Aunado a este descubrimiento, hubo un segundo caso, no mayor de edad a una semana que el del muro, cerca de la costa donde, entre un paisaje medio marítimo, medio de bosque, encontraron además algo extraño que no hizo sino aumentar la curiosidad de los personajes. La realidad sobre ambas cosas, que parecían no guardar gran relación entre sí, la descubrí yo por una serie de coincidencias que ahora no vale la pena discutir, pero que resultaron en ser una de las historias más tristes, más profundas y más misteriosas que esta época hubiera dado a luz. Historia que, por respeto al lector que ahora husmea entre las páginas, procederé a contar.
…
Poco más de un año atrás, todavía existía cierto candor entre los habitantes de Berlín y sus alrededores, candor mal camuflado, ya que la realidad de la guerra golpeaba rudamente a sus habitantes. La gran mayoría de la gente a pie no ignoraba que el enemigo se acercaba peligrosamente, y se había vuelto común escuchar los bombardeos nocturnos que la Fuerza Aérea Británica solía producir cada cierto tiempo; pero los berlineses de más abolengo se ocupaban todavía de pequeñeces existenciales que nada tenían que ver con los horrores del exterior, y entre sus diversiones habituales estaba asistir los fines de semana al parque, para disfrutar del buen clima de principios de marzo.
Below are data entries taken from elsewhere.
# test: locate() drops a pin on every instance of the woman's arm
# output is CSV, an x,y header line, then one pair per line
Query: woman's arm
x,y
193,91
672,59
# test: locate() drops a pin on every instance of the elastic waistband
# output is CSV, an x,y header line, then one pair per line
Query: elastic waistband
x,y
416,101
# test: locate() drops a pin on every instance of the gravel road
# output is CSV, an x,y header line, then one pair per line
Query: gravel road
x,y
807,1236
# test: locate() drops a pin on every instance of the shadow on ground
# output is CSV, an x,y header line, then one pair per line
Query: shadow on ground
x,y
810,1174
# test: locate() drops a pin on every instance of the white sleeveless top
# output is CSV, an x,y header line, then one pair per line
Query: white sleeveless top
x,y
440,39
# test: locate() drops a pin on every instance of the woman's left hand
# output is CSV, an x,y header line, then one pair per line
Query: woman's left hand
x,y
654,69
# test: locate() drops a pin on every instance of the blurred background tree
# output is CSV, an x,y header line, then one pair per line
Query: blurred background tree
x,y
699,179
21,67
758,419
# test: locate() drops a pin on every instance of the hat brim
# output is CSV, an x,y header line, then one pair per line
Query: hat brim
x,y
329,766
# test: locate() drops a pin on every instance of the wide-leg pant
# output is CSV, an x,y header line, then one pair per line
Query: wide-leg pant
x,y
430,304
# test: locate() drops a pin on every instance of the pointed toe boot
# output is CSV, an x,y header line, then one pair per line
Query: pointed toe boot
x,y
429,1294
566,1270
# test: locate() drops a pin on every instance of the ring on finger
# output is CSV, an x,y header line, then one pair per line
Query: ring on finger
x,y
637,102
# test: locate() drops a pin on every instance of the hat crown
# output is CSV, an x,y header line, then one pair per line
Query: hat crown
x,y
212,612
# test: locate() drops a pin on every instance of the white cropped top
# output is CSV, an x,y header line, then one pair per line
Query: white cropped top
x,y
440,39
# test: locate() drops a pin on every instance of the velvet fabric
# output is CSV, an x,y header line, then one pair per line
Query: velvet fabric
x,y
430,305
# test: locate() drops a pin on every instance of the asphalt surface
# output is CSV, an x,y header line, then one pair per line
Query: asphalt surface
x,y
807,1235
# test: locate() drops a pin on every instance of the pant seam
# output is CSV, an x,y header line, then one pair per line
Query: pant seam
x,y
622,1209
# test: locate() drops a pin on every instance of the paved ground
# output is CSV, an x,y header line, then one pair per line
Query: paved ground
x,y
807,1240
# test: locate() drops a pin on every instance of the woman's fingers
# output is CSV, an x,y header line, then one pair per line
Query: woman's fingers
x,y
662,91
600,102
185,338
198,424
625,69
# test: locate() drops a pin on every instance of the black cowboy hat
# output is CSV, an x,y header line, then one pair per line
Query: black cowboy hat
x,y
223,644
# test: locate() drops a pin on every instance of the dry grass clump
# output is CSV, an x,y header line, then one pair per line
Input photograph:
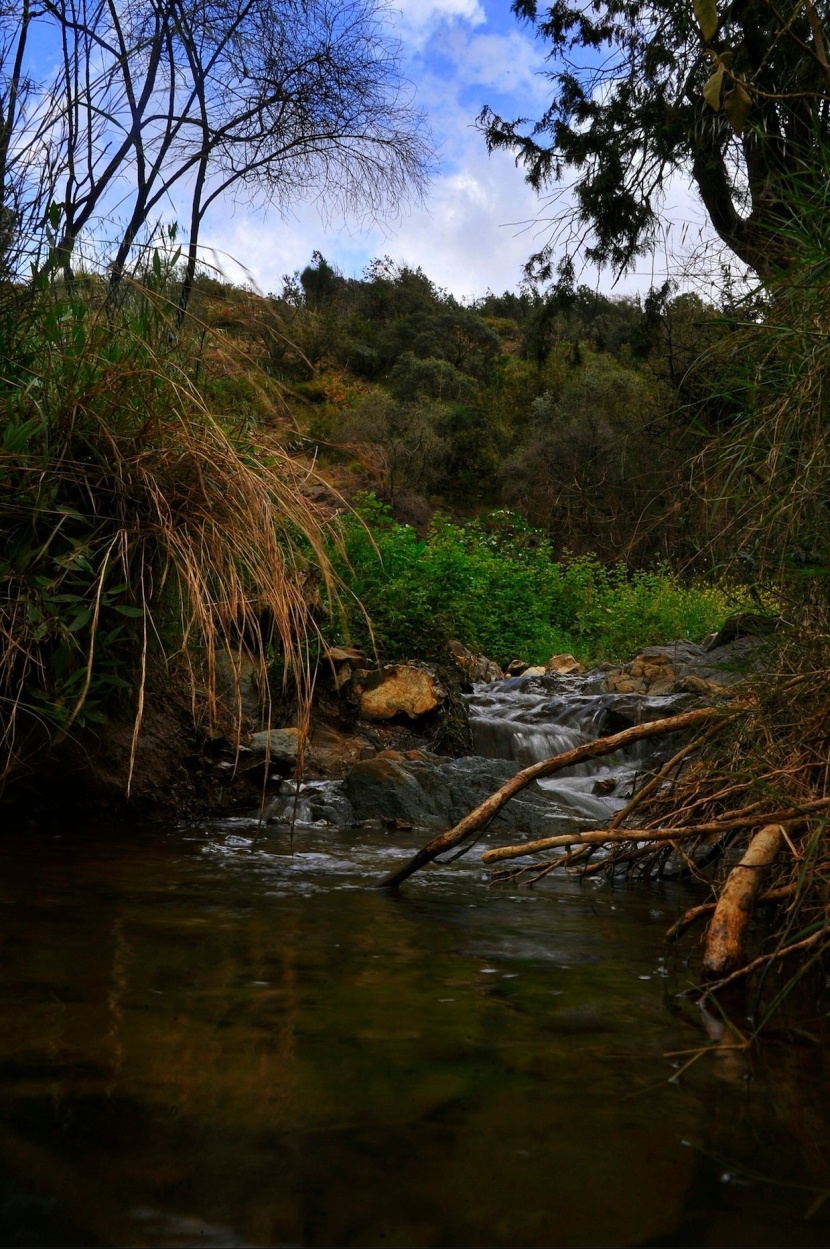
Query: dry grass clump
x,y
135,523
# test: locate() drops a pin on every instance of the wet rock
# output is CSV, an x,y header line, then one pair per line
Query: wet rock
x,y
683,667
398,690
436,796
237,685
316,802
564,665
743,625
280,745
477,667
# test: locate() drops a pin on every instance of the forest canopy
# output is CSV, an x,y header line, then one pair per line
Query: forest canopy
x,y
734,96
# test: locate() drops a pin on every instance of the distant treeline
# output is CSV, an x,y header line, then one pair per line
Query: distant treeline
x,y
579,411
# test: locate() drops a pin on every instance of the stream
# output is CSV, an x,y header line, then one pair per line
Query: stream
x,y
211,1036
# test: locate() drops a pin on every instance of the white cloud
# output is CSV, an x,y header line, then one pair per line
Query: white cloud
x,y
417,20
508,63
482,221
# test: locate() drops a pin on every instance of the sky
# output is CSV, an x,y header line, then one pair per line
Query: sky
x,y
479,221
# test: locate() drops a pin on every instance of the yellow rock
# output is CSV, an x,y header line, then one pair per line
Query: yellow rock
x,y
400,688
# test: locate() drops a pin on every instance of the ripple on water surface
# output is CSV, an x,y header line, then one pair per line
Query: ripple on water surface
x,y
206,1038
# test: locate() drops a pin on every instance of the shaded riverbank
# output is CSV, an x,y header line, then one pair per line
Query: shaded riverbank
x,y
211,1043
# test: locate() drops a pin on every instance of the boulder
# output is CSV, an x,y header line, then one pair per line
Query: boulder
x,y
564,665
280,745
237,685
477,667
683,667
437,794
397,690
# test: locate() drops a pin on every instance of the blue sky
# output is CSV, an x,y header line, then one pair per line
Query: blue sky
x,y
481,220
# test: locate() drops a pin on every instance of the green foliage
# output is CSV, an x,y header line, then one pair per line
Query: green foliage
x,y
494,585
634,100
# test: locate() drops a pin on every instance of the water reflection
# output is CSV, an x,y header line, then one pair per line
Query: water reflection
x,y
210,1042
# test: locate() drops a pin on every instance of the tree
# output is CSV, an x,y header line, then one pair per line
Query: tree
x,y
159,101
734,94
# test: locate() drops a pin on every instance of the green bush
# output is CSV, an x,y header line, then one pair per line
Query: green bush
x,y
494,585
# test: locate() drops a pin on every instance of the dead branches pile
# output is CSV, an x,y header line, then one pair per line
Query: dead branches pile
x,y
743,804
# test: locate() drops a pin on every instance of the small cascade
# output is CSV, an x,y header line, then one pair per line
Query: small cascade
x,y
311,803
529,718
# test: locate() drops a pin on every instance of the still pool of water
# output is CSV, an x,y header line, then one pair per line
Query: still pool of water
x,y
205,1042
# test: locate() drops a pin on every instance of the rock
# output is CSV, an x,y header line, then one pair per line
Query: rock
x,y
566,665
345,655
237,686
707,688
278,743
478,667
683,667
644,675
742,625
398,688
437,794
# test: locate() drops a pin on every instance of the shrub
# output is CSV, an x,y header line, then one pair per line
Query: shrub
x,y
496,586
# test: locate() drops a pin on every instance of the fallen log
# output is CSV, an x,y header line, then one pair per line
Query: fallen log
x,y
590,837
727,932
690,917
483,813
613,836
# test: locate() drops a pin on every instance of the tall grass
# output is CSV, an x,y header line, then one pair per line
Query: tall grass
x,y
136,528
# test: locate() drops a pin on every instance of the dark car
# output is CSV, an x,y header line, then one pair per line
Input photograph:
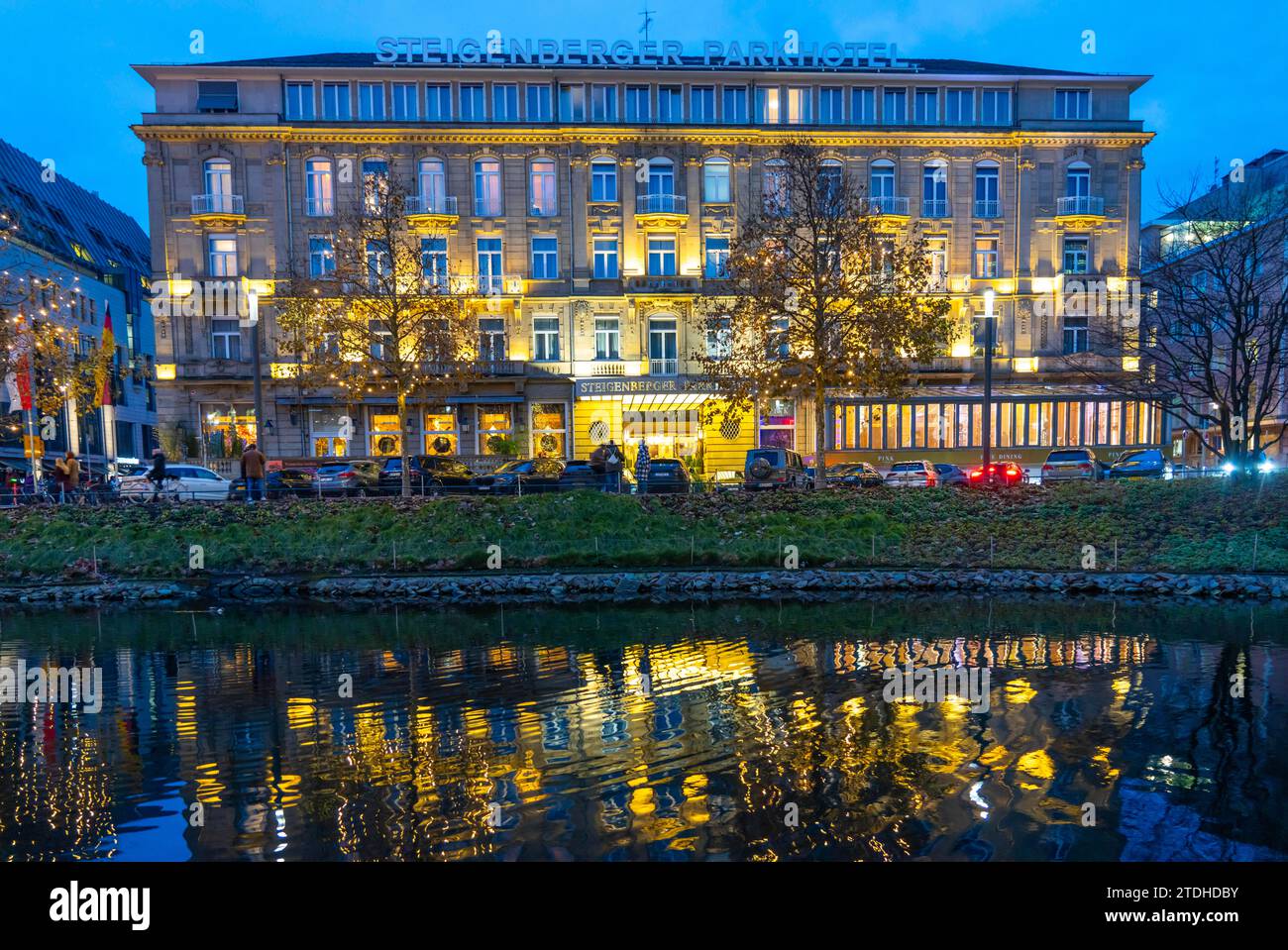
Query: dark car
x,y
1063,465
853,474
771,468
666,476
580,474
1138,464
951,474
353,479
281,482
997,474
428,475
522,475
Las familias se apilaban como diversión cerca del pequeño lago en el parque, donde los niños se entretenían lanzándoles migajas de pan a los patos y las mujeres en chacotear, o al menos las que eran madres porque las muchachitas solían repetir el mismo error de habla que sus progenitoras, todo con una pizca de malicia en sus críticas a las vecinas o amigas que no estaban presentes, o si eran sirvientas, a refunfuñar y guerrear con los chiquillos que les dejaban al cuidado las señoras.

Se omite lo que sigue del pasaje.